Question

If two coins are tossed 5 times, then what is the probability of getting 5 heads and 5 tails.
A. \[\dfrac{{63}}{{256}}\]
B. \[\dfrac{1}{{1024}}\]
C. \[\dfrac{2}{{205}}\]
D. \[\dfrac{9}{{64}}\]

Answer 1

Hint: There are two possible outcomes. Thus, we can apply the binomial distribution formula \[P\left( x \right) = {}^n{C_r}{\left( p \right)^r}{\left( q \right)^{n - r}}\].

Formula Used:
Binomial distribution: \[P\left( x \right) = {}^n{C_r}{\left( p \right)^r}{\left( q \right)^{n - r}}\]
\[p = \]probability of success
\[q = \]probability of failure.
\[{}^n{C_r} = \dfrac{{n!}}{{\left( {n - r} \right)!r!}}\]

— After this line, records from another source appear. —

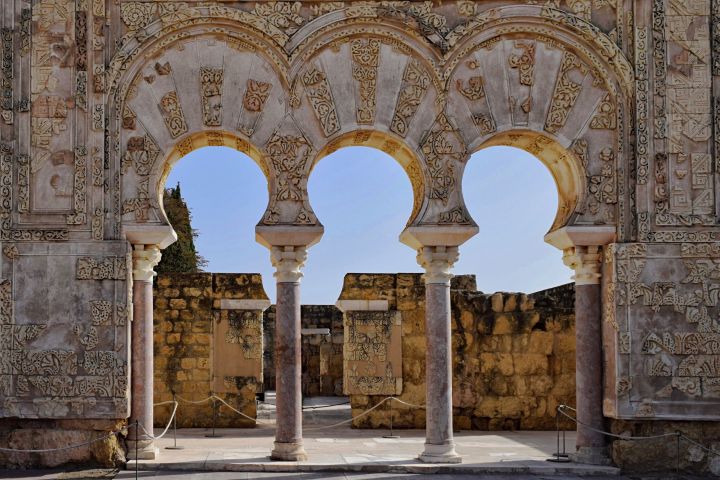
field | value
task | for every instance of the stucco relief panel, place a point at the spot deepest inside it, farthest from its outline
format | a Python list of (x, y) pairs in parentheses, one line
[(661, 330), (62, 359)]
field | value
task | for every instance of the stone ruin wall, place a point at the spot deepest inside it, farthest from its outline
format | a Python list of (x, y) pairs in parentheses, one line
[(513, 355), (204, 344), (322, 357)]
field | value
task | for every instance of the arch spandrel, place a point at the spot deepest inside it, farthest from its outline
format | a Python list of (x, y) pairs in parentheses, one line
[(348, 81), (511, 84)]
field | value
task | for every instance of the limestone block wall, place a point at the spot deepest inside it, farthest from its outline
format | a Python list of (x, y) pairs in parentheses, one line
[(205, 344), (513, 354), (322, 356)]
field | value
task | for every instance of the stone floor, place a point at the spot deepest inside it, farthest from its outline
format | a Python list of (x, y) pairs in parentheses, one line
[(342, 449), (153, 475)]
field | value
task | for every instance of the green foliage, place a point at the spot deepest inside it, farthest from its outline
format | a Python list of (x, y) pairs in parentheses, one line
[(181, 256)]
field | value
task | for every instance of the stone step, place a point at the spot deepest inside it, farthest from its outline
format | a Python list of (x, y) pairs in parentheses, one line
[(515, 467)]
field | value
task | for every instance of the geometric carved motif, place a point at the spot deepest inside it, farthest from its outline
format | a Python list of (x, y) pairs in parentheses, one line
[(211, 80), (173, 114), (372, 353), (667, 328), (414, 85), (366, 58), (442, 148), (318, 92), (565, 94)]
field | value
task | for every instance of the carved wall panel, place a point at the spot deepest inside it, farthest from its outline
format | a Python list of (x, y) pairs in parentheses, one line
[(98, 99), (498, 94), (661, 331), (64, 359), (372, 353), (237, 335)]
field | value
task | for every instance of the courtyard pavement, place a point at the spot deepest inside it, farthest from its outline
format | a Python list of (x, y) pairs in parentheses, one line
[(341, 449), (343, 453)]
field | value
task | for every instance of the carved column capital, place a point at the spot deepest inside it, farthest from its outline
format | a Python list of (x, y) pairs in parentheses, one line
[(438, 262), (288, 261), (145, 258), (585, 261)]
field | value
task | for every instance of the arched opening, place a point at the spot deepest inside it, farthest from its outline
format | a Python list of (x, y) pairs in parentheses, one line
[(208, 332), (364, 198), (514, 198), (523, 340)]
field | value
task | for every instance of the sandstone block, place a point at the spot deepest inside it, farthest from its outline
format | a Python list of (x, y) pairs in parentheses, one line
[(178, 304)]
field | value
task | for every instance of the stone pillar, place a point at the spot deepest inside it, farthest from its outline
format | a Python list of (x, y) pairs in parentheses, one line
[(585, 261), (288, 383), (439, 443), (145, 257)]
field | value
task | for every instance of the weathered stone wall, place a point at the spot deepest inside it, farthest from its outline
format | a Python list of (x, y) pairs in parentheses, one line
[(189, 313), (322, 357), (513, 354)]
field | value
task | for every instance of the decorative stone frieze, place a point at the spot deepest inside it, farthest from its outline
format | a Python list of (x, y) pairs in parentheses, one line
[(288, 261), (585, 261)]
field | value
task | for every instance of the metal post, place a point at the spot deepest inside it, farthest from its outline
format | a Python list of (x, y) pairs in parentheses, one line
[(557, 456), (391, 419), (174, 445), (137, 427), (215, 409)]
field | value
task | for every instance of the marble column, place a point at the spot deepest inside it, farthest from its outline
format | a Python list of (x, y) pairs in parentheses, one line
[(144, 257), (439, 442), (288, 387), (591, 446)]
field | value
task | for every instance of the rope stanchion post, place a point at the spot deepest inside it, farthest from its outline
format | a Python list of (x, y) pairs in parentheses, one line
[(557, 456), (389, 409), (215, 412), (137, 429), (174, 446)]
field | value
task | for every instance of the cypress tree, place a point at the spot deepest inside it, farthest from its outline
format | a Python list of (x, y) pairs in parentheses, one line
[(181, 256)]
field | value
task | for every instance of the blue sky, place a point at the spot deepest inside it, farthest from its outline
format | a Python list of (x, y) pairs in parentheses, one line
[(364, 198)]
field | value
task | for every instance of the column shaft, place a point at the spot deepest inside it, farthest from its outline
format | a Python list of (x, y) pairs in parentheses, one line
[(288, 387), (288, 434), (588, 365), (439, 443), (438, 370), (145, 257), (142, 357)]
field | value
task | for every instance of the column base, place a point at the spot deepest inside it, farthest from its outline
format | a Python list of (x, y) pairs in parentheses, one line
[(146, 450), (288, 452), (591, 456), (440, 454)]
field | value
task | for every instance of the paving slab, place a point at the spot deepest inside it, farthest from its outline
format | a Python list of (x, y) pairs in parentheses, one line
[(342, 449)]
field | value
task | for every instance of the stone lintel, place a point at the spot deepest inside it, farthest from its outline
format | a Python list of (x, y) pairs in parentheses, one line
[(437, 235), (288, 235), (160, 235), (244, 304), (363, 305), (584, 235)]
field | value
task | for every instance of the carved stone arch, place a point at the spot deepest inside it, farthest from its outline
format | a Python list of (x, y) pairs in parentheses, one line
[(395, 147), (162, 104), (586, 39), (564, 165), (364, 76), (571, 112), (153, 28)]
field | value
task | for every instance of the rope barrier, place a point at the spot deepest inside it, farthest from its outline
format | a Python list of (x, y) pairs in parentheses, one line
[(172, 416), (621, 437), (377, 405), (678, 435), (71, 447)]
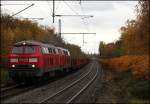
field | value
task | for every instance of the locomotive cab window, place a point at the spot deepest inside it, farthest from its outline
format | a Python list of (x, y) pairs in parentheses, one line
[(24, 49), (50, 50), (45, 50), (54, 51)]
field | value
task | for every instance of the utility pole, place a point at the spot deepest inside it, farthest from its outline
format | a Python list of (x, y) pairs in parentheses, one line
[(53, 11), (59, 21)]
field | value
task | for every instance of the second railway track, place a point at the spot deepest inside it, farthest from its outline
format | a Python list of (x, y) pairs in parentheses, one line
[(76, 88)]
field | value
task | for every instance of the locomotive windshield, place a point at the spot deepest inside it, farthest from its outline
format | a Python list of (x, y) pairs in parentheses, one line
[(23, 49)]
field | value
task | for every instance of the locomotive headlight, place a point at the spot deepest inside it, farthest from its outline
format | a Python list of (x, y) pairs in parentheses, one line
[(13, 60), (33, 59), (13, 66), (33, 66)]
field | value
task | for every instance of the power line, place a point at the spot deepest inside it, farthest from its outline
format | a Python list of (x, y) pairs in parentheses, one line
[(14, 4)]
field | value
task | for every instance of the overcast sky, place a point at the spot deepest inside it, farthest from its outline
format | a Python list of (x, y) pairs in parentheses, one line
[(109, 16)]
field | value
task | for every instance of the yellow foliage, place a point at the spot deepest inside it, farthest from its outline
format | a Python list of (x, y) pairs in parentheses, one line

Complete step by step solution:
Total number of outcomes is \[5 + 5 = 10\].
The probability of getting a head after tossing a coin is \[ = \dfrac{1}{2}\]
The probability of getting a tail after tossing a coin is \[ = \dfrac{1}{2}\]
The probability of success is \[p = \dfrac{1}{2}\].
The probability of failure is \[q = \dfrac{1}{2}\].
Now applying binomial distribution \[P\left( x \right) = {}^n{C_r}{\left( p \right)^r}{\left( q \right)^{n - r}}\].
\[P\left( x \right) = {}^{10}{C_5}{\left( {\dfrac{1}{2}} \right)^5}{\left( {\dfrac{1}{2}} \right)^{10 - 5}}\]
Apply the formula \[{}^n{C_r} = \dfrac{{n!}}{{\left( {n - r} \right)!r!}}\]
\[ = \dfrac{{10!}}{{\left( {10 - 5} \right)!5!}}{\left( {\dfrac{1}{2}} \right)^5}{\left( {\dfrac{1}{2}} \right)^5}\]
Apply the formula \[{a^m} \cdot {a^n} = {a^{m + n}}\]
\[ = \dfrac{{10!}}{{5!5!}}{\left( {\dfrac{1}{2}} \right)^{10}}\]
\[ = \dfrac{{10 \times 9 \times 8 \times 7 \times 6 \times 5!}}{{5!5!}}{\left( {\dfrac{1}{2}} \right)^{10}}\]
\[ = \dfrac{{10 \times 9 \times 8 \times 7 \times 6}}{{5!}} \times \dfrac{1}{{{2^{10}}}}\]
\[ = \dfrac{{30240}}{{120}} \times \dfrac{1}{{1024}}\]
\[ = \dfrac{{63}}{{256}}\]

Hence option A is the correct option.

Note: There are two possible outcomes after tossing a coin and each observation is independent that’s why we can apply the binomial theorem. In the given question there are two outcomes one is head and another is tail. Thus, we can apply binomial distribution.